Tony Stark: Iron Man is a 2018 comic book series published by Marvel Comics as part of the Marvel: A Fresh Start initiative. The series is written by Dan Slott with art by Valerio Schiti.
Following his return from a coma, Tony Stark has founded Stark Unlimited, a think tank for future technologies, as well as an ideas incubator for the Iron Man Armor. Joined by Bethany Cabe, James Rhodes, Jocasta, and newcomer Andy Bhang. Tony navigates the challenges of being a superhero and a businessman.
The first issue was released June 20, 2018. The series lasted for 19 issues, with the final issue released December 18, 2019. The series would be concluded in Iron Man 2020.
Tony Stark: Iron Man provides examples of:
- Badass Family: Thanks to the revelation of his brother, Arno Stark. He tells Tony he doesn't want him to build him an armor... then he makes his own, the Mark MMXX (or 2020) armor.
- The Bus Came Back: Jocasta and Bethany Cabe return.

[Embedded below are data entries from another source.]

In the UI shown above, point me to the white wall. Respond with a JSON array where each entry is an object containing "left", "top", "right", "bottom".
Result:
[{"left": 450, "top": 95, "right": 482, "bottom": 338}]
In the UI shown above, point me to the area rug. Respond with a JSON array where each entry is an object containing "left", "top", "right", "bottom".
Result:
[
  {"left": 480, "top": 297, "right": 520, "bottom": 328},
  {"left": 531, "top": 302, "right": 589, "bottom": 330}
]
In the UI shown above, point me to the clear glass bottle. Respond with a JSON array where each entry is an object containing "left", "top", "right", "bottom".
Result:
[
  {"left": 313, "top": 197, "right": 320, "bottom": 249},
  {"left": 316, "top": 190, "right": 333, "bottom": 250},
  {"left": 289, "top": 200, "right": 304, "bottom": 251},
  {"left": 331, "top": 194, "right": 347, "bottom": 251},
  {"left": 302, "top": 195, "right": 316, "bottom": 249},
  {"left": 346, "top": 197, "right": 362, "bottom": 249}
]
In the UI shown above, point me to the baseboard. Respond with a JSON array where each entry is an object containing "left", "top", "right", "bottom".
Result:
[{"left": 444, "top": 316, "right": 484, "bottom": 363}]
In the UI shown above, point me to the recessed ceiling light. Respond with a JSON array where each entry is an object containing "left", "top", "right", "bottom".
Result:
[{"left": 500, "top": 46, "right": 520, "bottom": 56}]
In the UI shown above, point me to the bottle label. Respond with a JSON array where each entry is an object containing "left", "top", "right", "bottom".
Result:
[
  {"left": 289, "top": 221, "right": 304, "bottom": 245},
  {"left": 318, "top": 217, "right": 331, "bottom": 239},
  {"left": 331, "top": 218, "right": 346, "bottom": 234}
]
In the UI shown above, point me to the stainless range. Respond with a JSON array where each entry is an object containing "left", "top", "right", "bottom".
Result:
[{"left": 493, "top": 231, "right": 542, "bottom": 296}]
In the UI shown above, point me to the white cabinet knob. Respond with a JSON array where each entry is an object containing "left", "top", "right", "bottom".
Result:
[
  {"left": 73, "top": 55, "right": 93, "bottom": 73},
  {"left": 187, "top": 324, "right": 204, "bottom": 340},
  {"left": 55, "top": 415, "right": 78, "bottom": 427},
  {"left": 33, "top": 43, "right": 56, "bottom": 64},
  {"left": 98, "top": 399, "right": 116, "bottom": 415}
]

- Dead All Along: The 2015 graphic novel Avengers: Rage of Ultron ended with Ultron merging with Hank Pym. Whenever the Ultron/Hank Pym hybrid showed up in past Marvel stories, fans have always speculated whether or not some part of Hank Pym was alive (even when a part of his soul gets trapped within Soulworld only to be eaten by Devondra in Infinity Countdown). During "The Ultron Agenda" story arc of Tony Stark: Iron Man, Ultron Pym attempts to fuse humanity and robots together similar to how he and Pym were fused, but when Iron Man reverses the process on his hybrids, revealing that the humans had died during the fusing process, officially confirming that Hank Pym has been dead all along and that the "Pym" personality of Ultron's is nothing more than a simulation of Ultron's Oedipal mind.
- Evil Counterpart: The series seems to be setting his brother Arno up for this role; whilst as brilliant as Tony is, he's also a moral absolutist, who will give out his science-based assistance when asked, but in ways that are often Be Careful What You Wish For. In his first feature in issue #5, Arno allows the workers on a ranch of bio-engineered "ethical cattle" to be stampeded to death when he figures out they've created a Hive Mind that can feel the pain when its individual members are killed, coldly refuses to help a band of Saharan farmers who ignored his instruction to not plant more of the desert-growing grain he gave them, and mocks the man he transplanted a replacement arm onto after it turns out that something of the arm's original owner's consciousness still survives in the arm.
- Humongous Mecha: Tony creates a modular giant armor, twenty stories tall, which assembles itself out of two submersibles, two gunships, a large and a small aircraft, and which he likes to call the Fin Fang Foom-buster.
- Official Couple: Tony Stark and Janet Van Dyne rekindle their romance from The Avengers #224 is issue #4.
- Put on a Bus: A villain example: In issue #19, Ultron Pym surrenders After realizing that he is not the perfect hybrid of Hank Pym and himself, that Hank Pym is actually dead all along after they merged in Avengers: Rage of Ultron, and that Pym's personality is nothing more than a simulation created from his oedipal mind, and is then locked up in a vibranium cell laced with Asgardian magic by the Avengers.
- What Measure Is a Non-Human?: Tony has decided his morals command him to be on the "AI are people too" side of the debate. He hires the Ultron-designed Fem Bot Jocasta specifically to be the Stark Unlimited AI interface, to avoid exploiting or denigrating artificial intelligences. At her instruction, he removed his former suit-controlling AI Friday and transplanted her into a gynoid body. Likewise, in issue #6, she calls him out on planning to simply blow away the robot data-thieves that are attacking his company just because it's expedient and they're legally okay to kill. Ironically, Jocasta is revealed to have herself a case of Become a Real Boy, secretly using Tony's new ultra-immersive virtual reality "eScape" to fantasize about being human, after earlier abortive attempts at using an image inducer to pretend to be a human amongst the other employees went embarrassingly wrong. Then she makes an attempt to transfer her consciousness from her gynoid body into a bio-engineered biodroid body.
- The theme comes to its climax when Arno Stark and Baintronics reveal publicly that Tony is currently a digitally-saved "backup" of the original Tony's mind that was uploaded into a cloned human body (with Baintronic copyright stamps hidden in its blood cells, for added humiliation). The government rules that, no, Tony is not human any more, and thusly Stark Industries defaults to Arno Stark's possession. This causes Tony to get involved in the budding Robot Rebellion to earn human rights for artificial lifeforms.